Most of us don't live in monasteries. We create our own places to be alone with God. I often spend time with God by sitting at the piano. The bench becomes my cell. I play my prayers and communicate my frustrations.  I am brutally honest with God .I pray with Harmony, with Dissonance, with Rhythm, with Melody, with Dynamics. As my fingers move across the keys they are able to express in sound what I may not be able to put into words.

I have had some incredible encounters with God......and sometimes I'm just sitting playing piano. I can be in my cell and using the very tools with which I encounter God to avoid him. I do the same in church. I can be singing a hymn, listening to a prayer, hearing a sermon without ever worshiping, praying or responding. I can fool myself that I am connected with God, when all I've done is heard (or half heard) great music and oratory.

None is an invitation and a challenge. An invitation to find your own personal cell, your own place of encounter with God, and a challenge for each of us to face the reality of our lives and make peace. However some of us are so uncomfortable with being alone that we inflict ourselves upon others every waking moment. Some of us are so uncomfortable with silence that that we constantly fill it with noise. Some of us are so uncomfortable with God that we hide in religious activity.

Where is your cell, your place of encounter with God?

Sunday, December 02, 2012

Sunday of the First Week of Advent

For 400 years God had been silent.

Priests still led worship, sacrifices were still offered, but no prophets spoke to the people. Messiah was nowhere to be found...

...until one day in the temple a priest burning incense has an encounter with an angel. Zechariah doesn't believe what he is told, he and his wife are both getting on in years, but the angel says they will have a son who will be filled with the spirit of God and prepare the way for the Lord.

His disbelief is understandable. I would respond in the same way.

The angel tells him he will be mute, speechless, until the child is born. So for nine months he says nothing. First God is silent, now Zechariah. Until finally, his son John is born, and Zechariah's first words are ones of praise to a God who has not abandoned his people. The canticle of Zechariah - the Benedictus, is recorded in Luke 1:68-79 and is part of daily prayer in many Christian traditions.

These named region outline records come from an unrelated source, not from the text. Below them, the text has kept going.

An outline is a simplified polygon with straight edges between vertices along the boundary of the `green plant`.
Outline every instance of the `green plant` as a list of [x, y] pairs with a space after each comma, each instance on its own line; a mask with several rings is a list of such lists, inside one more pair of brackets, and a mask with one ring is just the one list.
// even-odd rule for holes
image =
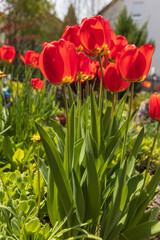
[[[108, 101], [100, 118], [97, 99], [91, 89], [91, 96], [82, 106], [80, 138], [77, 140], [78, 111], [70, 88], [69, 96], [68, 128], [51, 122], [56, 141], [36, 123], [49, 163], [47, 206], [52, 225], [68, 216], [68, 227], [87, 222], [85, 229], [104, 240], [144, 239], [156, 235], [160, 226], [156, 221], [157, 209], [154, 217], [154, 210], [145, 210], [156, 194], [160, 168], [149, 182], [150, 175], [146, 175], [145, 185], [144, 175], [133, 171], [144, 136], [143, 128], [135, 137], [130, 153], [125, 155], [124, 149], [124, 158], [120, 154], [123, 138], [128, 132], [125, 129], [127, 124], [128, 127], [131, 125], [136, 112], [130, 122], [121, 122], [124, 96], [108, 136], [112, 102]], [[63, 238], [73, 236], [74, 239], [78, 235], [79, 232], [72, 229]]]

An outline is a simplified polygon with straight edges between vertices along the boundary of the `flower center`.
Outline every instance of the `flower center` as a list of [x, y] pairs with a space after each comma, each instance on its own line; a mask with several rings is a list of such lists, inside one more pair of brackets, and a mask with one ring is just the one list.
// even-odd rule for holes
[[67, 84], [70, 84], [72, 82], [74, 82], [74, 79], [71, 76], [70, 77], [65, 76], [62, 79], [62, 84], [61, 85], [67, 85]]

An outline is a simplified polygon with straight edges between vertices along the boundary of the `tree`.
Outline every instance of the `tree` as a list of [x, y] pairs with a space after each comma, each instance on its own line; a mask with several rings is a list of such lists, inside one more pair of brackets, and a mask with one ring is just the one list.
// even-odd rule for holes
[[63, 25], [64, 25], [64, 27], [66, 27], [67, 25], [73, 26], [75, 24], [78, 24], [78, 21], [77, 21], [77, 17], [75, 14], [75, 9], [74, 9], [73, 5], [70, 4], [70, 6], [68, 8], [68, 12], [67, 12], [66, 16], [64, 17]]
[[49, 0], [3, 0], [5, 14], [5, 43], [23, 52], [35, 50], [43, 41], [57, 40], [61, 34], [61, 21], [56, 17]]
[[137, 47], [140, 47], [145, 43], [154, 44], [153, 40], [147, 40], [147, 25], [148, 22], [145, 22], [141, 28], [138, 28], [138, 25], [133, 21], [132, 16], [128, 16], [125, 7], [115, 23], [114, 30], [117, 35], [123, 35], [126, 37], [129, 43], [134, 43]]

I envy Zechariah’s faith. I have difficulty dealing with the silence of God.  My voice is raised more often in complaint than praise. I shy away from silence and from stillness, something that is particularly easy to accomplish during the Christmas season. Yet Advent is an invitation to wait in silent anticipation.

Silence is a two-edged sword. It can shut down a conversation or lead the conversation past cliché into deeper waters. Silence amplifies my internal disquiet and gives it a space to speak. I may not like what it says, but there are lessons it can teach me. Silence is an invitation to step deeper into the mystery of God.

For reflection: How can you make space for silence today? 
What is silence trying to teach you about self, others, God?